The lone dissenting judge offered a broader interpretation of the Magnuson-Stevens Act, particularly its term “fishery resources” which is defined to include “all fish.” He reasoned that the authority to regulate all fish as fishery resources would, arguably, include the regulation of fish that are initially bred to be harvested. Otherwise, the dissent suggests there is ambiguity in the Act and NMFS’s interpretation merits judicial deference. Noting the years of work that the Gulf States spent developing the Plan, the dissent found a regulatory gap and concludes that “modern methods of fishing fit vitally in, not out of, the Magnuson Act regime.”
Next Steps and Aquaculture Regulation
The split decision may be reheard en banc by the entire Fifth Circuit, or appealed to the Supreme Court. If the current decision stands, aquaculture regulation will solely be the purview of other authorities. In the near-term, there was one impending application under the Aquaculture Rule; the project may attempt to rely on permitting authority of the U.S. Environmental Protection Agency in the absence of any needed NMFS permit.
This case is just one of several recent aquaculture-related developments. With recent innovations in technology, and ever-increasing consumer demand on fisheries, there has been more focus on and debate about sustainable aquaculture. In a distinct lawsuit, the U.S. Northern District of California is considering whether the Food and Drug Administration (FDA) has the authority to regulate aquaculture for genetically modified salmon. See Inst. for Fisheries Res v. Hahn, No. 16-cv-01574-VC (N. Cal. Dist. Ct.). In December 2019, the court ruled that the FDA has such authority under the Food, Drug, and Cosmetic Act. Next, the court is considering whether the FDA properly exercised this authority and considered environmental impacts.
Separately, in May and June of this year, President Trump issued new directives to federal agencies to issue plans increasing and promoting aquaculture in federal waters.

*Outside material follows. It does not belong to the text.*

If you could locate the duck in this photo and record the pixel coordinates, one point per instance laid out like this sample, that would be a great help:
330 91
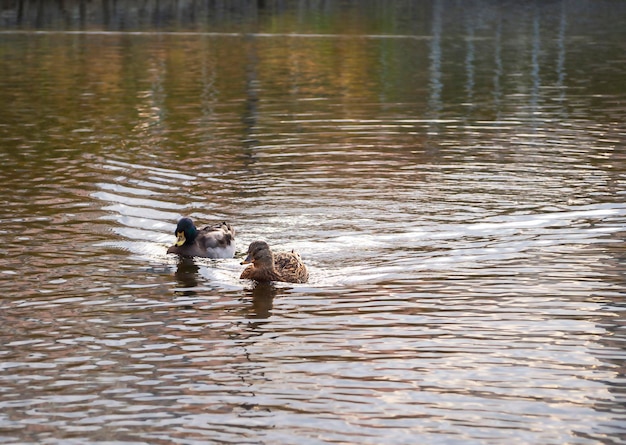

The administration has a clear goal to boost domestic fisheries and aquacultural operations. Critics are concerned that these executive orders and proclamations may instead create more regulatory inconsistencies—there are several federal agencies that oversee some aspect of federal waters. As evidenced by recent litigation, it is not always apparent what regulatory framework Congress intended to apply to aquacultural activities and more legislation may be necessary to yield a comprehensive national aquaculture regime.